13 dicembre 2018

Danny Goffey - Schtick

danny goffey

Artista: Danny Goffey
Titolo: Schtick
Etichetta: Distiller Records
Voto: 8/10

Non è affatto un caso se, personaggi del calibro di Brett Anderson (Suede), abbiano prestato attenzione (e voce, nel brano Ancient text) al secondo progetto solista di Danny Goffey. L’ex Supergrass propone una miscela straordinariamente anni ‘80, senza tralasciare il background da cui proviene e verso cui sembra orientato, a testa alta, comunque.
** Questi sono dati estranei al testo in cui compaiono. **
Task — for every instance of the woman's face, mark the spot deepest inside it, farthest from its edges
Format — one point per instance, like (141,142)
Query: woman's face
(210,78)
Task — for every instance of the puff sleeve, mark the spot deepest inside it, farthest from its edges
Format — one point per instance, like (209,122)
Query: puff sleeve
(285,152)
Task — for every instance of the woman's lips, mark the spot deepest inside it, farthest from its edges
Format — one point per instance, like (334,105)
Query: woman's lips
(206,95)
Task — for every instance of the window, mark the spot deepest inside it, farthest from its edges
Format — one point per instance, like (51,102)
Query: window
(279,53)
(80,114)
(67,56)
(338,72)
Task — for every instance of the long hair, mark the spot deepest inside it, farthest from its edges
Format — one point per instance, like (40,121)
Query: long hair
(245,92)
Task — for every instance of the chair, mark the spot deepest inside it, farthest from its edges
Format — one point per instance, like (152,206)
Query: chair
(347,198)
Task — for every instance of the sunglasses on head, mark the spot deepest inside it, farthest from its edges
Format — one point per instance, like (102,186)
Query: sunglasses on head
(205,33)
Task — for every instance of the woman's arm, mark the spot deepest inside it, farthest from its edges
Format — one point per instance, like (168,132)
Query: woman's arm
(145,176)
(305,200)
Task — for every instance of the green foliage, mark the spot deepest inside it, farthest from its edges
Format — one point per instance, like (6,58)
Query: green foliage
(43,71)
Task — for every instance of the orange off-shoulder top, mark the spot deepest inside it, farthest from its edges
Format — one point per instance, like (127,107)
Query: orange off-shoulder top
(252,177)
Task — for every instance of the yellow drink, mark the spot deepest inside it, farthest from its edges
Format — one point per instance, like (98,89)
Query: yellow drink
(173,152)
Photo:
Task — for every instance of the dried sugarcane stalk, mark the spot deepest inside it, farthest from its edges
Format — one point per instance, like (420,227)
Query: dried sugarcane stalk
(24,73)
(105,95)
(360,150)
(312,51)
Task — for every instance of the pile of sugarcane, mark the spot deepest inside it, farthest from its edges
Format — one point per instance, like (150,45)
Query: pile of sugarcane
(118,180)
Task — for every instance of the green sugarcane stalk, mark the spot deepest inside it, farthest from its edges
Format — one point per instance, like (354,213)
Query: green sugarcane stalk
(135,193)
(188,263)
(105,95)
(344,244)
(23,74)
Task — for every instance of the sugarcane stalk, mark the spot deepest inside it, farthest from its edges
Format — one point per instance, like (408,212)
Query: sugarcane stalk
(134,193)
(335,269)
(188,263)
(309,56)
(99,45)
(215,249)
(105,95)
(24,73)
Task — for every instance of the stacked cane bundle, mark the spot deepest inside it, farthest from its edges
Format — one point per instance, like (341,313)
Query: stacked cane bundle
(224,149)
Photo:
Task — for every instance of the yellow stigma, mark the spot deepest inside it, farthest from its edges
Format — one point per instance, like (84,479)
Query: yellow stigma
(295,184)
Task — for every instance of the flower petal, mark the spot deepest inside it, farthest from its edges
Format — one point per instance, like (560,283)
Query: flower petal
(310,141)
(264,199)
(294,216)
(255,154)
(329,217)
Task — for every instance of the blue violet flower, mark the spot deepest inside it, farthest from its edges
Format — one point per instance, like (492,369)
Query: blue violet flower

Anacronistico all’apparenza, Schtick cavalca con disarmante semplicità un deserto sonoro, ponendosi al di sopra dei concetti espressi dal britpop, senza che quest’ultimo appaia desueto e privo di linfa vitale. L’energia frizzante che scaturisce dagli undici brani, rispecchia l’eclettismo spontaneo di un musicista poliedrico, capace di condensare new wave, indie e punk. I’m Done (Trying To Be Young) celebra l’andatura ritmica dei Clash, senza il desiderio di tributarne insistentemente un’inutile adulazione. L’attenzione infusa nella realizzazione di ogni pezzo consente l’ascolto con la certezza, l’assoluta consapevolezza di una freschezza sonora, senza rimpasti né minestre riscaldate. Certo è che i richiami alle sonorità tipicamente british farebbero rizzare le orecchie a chiunque; probabilmente Help the Aged dei Pulp avrebbe voce in capitolo, se ovviamente fosse un brano più recente. Certo, probabilmente. Ma qui abbiamo tra le mani un disco che racchiude al suo interno l’irruenza spregiudicata delle sperimentazioni, senza filtri aggiunti, sprigionando l’essenza e l’essenziale di un “genere” che resta incontrastato. Non vogliamo enfatizzare la corrente culturale che ha spinto molte band, negli ultimi tempi, a seguire le orme dei grandi interpreti, ma senza ombra di dubbio, le innovazioni di Danny Goffey e dei Supergrass rimangono un bagaglio imprescindibile. Oggi come allora.